Main image of article Jason Calacanis On How He Pivoted Mahalo [Video]

Jason Calacanis started a human search-powered company called Mahalo. He says it achieved a level of respectable success with 15 million unique visitors a month and $500,000 in monthly revenue, becoming the 150th most popular site in the U.S. But all of that work and success came crashing down when Google released its Panda update in 2011, which prevented content farms from building any influence. The update resulted in traffic being cut in half. Calacanis realized he was falling into a marginalized business. He could quit, tough it out, sell or pivot. Too proud to quit, he decided to pivot. But to do that, he’d have to decide what were the biggest market trends and what did he ultimately want to do.

From Quantity to Quality

In 2011, Calacanis saw intense market trends in mobile, social and video. While he wanted to stay in the content business, an industry he knew very well, he realized that content-farming had no future. Thanks to alpha users reviewing content, apps, and products on such places on Yelp, iTunes and Amazon a business in high quality content could be very viable. Thus came Calacanis’s “pivot” from a search-powered company to a content-app company with offerings on topics like learning to play guitar. To keep the business viable, he needed to get 4- or 5-star ratings in the app stores, an image he refers to as the “gun” histogram.

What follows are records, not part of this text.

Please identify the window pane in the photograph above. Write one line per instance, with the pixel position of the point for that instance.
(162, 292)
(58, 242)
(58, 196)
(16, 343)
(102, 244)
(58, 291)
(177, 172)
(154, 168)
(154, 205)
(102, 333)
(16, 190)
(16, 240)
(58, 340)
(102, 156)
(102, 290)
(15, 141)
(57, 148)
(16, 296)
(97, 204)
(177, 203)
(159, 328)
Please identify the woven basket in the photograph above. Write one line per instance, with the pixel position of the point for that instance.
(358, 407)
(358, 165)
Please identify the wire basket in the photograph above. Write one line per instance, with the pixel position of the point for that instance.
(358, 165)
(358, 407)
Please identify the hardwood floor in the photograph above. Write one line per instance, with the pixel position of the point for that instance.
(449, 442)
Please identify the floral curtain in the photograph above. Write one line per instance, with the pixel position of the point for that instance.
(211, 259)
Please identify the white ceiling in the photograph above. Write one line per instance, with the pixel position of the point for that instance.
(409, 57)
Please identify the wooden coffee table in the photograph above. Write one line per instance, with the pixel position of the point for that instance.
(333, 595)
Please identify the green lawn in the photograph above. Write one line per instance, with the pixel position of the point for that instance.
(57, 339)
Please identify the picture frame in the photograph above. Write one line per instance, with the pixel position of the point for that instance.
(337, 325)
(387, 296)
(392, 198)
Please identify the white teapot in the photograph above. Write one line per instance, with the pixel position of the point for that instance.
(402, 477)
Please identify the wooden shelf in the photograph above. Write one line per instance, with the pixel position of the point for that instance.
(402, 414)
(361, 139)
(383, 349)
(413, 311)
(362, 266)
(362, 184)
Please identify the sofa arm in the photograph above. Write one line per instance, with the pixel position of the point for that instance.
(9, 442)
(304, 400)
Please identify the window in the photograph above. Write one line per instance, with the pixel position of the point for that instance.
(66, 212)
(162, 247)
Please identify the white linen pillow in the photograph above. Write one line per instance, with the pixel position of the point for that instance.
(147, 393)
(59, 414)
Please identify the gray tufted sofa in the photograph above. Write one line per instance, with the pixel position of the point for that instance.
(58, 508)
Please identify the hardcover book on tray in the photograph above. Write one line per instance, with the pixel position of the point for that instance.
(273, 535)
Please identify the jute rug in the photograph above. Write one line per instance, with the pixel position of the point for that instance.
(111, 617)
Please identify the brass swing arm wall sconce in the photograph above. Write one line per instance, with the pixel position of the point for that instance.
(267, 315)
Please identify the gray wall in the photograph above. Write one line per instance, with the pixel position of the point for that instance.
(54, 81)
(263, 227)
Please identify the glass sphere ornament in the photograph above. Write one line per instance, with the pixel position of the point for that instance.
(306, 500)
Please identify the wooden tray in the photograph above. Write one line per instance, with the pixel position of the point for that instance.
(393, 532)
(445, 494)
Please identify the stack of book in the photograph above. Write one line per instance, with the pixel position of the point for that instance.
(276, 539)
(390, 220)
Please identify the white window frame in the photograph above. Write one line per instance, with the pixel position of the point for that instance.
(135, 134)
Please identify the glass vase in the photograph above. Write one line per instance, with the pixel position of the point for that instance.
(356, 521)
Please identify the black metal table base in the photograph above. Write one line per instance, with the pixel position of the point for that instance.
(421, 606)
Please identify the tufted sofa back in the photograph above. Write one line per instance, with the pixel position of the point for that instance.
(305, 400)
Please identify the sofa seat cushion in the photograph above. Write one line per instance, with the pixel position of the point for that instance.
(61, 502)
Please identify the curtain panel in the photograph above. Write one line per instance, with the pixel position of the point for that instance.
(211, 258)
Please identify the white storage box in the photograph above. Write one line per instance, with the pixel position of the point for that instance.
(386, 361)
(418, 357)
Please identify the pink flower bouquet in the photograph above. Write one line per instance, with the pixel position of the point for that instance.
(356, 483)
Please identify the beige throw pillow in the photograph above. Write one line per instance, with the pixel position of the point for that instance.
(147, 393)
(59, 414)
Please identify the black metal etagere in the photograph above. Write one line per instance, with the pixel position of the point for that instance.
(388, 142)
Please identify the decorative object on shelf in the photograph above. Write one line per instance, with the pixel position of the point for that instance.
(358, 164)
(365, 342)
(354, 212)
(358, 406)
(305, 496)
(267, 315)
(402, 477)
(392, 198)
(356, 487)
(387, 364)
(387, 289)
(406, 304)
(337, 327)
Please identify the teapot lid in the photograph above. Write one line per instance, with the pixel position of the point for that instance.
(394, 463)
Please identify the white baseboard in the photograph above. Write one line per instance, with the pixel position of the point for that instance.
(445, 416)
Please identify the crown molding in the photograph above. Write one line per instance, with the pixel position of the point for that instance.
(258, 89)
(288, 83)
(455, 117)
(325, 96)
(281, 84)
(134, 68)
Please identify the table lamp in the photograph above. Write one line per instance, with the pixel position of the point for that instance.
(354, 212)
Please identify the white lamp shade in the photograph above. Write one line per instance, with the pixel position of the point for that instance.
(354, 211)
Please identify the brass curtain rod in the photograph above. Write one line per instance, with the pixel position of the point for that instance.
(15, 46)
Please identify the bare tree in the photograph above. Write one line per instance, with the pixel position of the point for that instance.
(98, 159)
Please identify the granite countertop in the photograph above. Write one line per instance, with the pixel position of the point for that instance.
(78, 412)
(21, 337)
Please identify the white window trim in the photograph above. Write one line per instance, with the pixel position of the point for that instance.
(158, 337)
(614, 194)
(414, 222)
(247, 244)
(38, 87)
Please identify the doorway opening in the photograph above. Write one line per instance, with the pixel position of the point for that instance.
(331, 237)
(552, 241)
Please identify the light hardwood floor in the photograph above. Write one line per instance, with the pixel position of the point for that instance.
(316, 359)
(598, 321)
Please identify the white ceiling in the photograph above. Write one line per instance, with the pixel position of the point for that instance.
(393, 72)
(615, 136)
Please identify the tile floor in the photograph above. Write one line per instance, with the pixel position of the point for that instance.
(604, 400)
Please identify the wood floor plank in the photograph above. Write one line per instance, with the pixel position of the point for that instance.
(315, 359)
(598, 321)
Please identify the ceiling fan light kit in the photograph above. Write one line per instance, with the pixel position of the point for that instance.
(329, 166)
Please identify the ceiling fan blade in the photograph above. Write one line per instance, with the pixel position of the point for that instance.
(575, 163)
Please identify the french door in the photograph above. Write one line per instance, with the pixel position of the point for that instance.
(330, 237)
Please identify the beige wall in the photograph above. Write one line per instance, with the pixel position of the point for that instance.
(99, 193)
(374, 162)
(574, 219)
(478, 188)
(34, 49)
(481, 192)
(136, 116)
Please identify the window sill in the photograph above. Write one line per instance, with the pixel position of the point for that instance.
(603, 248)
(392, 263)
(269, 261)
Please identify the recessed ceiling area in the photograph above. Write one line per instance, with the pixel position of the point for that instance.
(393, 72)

When many people see the “gun” ratings, they instantly purchase the app. If you see the inverse, they instantly leave the page. Anything other than the “gun” histogram, and you lose. “Insta-buy if a gun and insta-pass if it’s the mirror,” says Calacanis.

The Age of Excellence

To succeed in a world where alpha consumers anoint winners, a business must be built on providing high value in both product and design, Calacanis says. Rating systems which highly affect purchase decisions cause an enormous divide between the winners and losers. “Winners will win bigger and losers will lose bigger,” explains Calacanis. And it all happens much faster than it ever did before. To deliver an excellent product, Calacanis had to build in a process to review its quality. This required honest, brutal and uncomfortable debate about content. But this yielded a better product. Calacanis discovered that his best teams had brutal product fights and not only still work together, but work better, too. Debate is critical to success. “Most teams fail not because of fighting, but because of a desire to keep the peace,” he says. As Calacanis continues to build his business, he continues to focus on reviews such as achieving a high Net Promoter Score, or NPS, and “gun”-style ratings in the app stores.